Uma vez que o Benfica só vai cumprir o encontro em atraso com o Nacional da Madeira a 19 de dezembro, torna-se ainda mais prematuro avaliar as diferenças que se podem estabelecer no topo da classificação na véspera do “réveillon”, sendo certo que os 8 pontos que separam neste momento águias e leões deixam muitas projeções em aberto atendendo às especificidades da Liga portuguesa. Partindo do princípio de que nenhum dos emblemas lisboetas desperdiçaria mais pontos, o Benfica tanto poderá sair de Alvalade a dois pontos da liderança como a... 11, desprezando-se, claro, a possibilidade de um empate no choque de titãs.

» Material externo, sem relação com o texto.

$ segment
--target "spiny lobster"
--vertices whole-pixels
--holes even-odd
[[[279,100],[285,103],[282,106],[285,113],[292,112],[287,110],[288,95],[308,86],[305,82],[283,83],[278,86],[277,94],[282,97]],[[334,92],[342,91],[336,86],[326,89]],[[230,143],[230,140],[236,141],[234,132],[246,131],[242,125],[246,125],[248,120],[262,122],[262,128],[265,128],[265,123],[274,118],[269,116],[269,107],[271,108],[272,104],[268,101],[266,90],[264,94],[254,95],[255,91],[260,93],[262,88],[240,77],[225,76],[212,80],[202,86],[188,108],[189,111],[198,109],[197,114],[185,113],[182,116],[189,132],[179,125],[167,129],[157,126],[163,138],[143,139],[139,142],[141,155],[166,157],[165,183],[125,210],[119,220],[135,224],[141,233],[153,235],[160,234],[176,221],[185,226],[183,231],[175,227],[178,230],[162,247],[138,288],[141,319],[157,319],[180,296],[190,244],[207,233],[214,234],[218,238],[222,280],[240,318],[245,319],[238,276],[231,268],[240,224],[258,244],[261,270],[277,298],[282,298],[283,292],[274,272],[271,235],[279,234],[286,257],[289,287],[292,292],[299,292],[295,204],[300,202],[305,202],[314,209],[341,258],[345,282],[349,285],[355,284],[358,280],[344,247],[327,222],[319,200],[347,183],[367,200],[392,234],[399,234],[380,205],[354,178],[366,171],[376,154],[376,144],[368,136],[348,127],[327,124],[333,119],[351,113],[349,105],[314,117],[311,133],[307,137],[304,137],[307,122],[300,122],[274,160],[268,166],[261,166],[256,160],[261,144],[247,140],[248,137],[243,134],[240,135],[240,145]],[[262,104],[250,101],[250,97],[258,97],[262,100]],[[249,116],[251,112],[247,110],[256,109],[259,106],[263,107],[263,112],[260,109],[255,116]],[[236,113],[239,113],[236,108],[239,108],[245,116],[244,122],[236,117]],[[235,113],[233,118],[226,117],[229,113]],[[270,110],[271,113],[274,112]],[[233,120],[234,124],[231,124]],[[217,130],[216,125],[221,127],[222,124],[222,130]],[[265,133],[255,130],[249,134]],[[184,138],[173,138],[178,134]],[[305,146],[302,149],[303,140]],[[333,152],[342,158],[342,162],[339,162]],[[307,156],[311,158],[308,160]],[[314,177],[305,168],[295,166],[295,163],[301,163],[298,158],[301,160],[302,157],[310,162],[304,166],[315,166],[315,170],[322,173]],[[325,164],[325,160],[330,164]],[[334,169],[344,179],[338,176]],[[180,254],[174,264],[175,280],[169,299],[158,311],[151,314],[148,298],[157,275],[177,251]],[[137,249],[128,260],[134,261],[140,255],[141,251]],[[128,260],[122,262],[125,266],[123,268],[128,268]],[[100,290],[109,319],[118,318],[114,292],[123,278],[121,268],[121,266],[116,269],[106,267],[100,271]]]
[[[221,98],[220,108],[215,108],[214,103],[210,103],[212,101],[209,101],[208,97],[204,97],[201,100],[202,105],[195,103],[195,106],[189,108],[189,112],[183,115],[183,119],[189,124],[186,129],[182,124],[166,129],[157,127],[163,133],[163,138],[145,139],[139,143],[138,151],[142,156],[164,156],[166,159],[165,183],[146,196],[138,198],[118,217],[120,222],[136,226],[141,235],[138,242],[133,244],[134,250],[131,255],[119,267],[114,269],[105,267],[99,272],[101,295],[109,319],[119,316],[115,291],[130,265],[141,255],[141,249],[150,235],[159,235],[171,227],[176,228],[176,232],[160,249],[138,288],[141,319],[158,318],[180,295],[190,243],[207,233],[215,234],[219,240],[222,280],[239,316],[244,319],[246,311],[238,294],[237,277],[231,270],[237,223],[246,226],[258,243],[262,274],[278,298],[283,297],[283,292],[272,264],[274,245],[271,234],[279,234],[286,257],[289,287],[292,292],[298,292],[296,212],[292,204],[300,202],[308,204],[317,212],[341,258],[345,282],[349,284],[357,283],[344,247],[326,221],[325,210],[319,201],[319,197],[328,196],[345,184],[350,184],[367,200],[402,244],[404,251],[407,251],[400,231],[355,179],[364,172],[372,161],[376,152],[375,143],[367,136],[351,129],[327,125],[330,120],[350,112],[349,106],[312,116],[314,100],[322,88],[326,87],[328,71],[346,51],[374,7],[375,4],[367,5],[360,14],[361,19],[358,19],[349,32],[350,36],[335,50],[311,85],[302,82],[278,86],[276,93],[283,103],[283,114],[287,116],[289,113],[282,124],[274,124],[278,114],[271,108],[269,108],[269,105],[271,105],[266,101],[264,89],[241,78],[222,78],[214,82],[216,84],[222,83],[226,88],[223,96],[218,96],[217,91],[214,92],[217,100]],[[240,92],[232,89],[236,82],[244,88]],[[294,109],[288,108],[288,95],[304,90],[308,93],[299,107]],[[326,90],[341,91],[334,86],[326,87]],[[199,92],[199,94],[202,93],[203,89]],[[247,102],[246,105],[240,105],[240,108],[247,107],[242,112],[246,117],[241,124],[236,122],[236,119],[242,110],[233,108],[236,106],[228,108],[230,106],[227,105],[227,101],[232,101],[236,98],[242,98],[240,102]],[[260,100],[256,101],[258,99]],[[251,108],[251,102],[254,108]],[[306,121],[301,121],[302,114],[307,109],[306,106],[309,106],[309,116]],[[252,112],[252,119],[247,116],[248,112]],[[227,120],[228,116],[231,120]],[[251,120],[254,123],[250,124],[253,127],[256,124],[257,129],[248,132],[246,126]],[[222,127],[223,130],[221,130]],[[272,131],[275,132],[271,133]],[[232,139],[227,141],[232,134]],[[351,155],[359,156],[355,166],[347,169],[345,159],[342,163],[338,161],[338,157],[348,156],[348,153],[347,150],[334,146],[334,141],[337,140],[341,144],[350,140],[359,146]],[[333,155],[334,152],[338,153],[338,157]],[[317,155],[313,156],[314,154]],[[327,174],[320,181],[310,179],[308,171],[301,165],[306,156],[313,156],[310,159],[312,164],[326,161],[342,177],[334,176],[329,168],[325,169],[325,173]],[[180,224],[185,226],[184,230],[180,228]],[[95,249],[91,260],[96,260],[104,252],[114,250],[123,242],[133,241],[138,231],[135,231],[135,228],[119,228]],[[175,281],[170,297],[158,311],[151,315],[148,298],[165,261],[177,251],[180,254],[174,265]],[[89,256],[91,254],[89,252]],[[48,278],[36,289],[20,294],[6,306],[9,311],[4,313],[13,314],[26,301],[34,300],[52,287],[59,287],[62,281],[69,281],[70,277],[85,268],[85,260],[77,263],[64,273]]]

Por outras palavras, João Pereira tem tudo para trabalhar e chegar descansado ao Natal, mas depois disso o tabuleiro muda de figuras e reserva verdadeiros testes de fogo à sua capacidade para lidar com a herança de Amorim e com a turbulência própria do mercado de Inverno. O crescente interesse dos milionários europeus nas pérolas sportinguistas pode virar a mesa e as contas do título de pernas para o ar, sobretudo no caso de o referido Hjulmand ser convidado a sair mais cedo, acompanhando os rumores que se têm intensificado em torno de Gonçalo Inácio.
À semelhança do que acontece com Viktor Gyökeres no ataque, Frederico Varandas não tem interesse nenhum em vender referências do meio-campo e da defesa, facilitando, quem sabe, a vida ao próximo diretor desportivo do Manchester City. Só que entre a vontade do presidente e a força imparável de quem cobre as cláusulas de rescisão vai uma grande distância, e até com isso João Pereira pode sofrer como ninguém e transformar-se na maior vítima das regras da janela de transferências.
Tão impiedosas como aquelas que ainda não o deixam ficar de pé e que há quatro anos já tinham obrigado Amorim a ficar sentado, cumprindo uma proibição que durou até 15 de janeiro de 2021. Nesse dia, Ruben constou da ficha do jogo com o Rio Ave como treinador principal. Aconteceu em Alvalade, numa sexta-feira.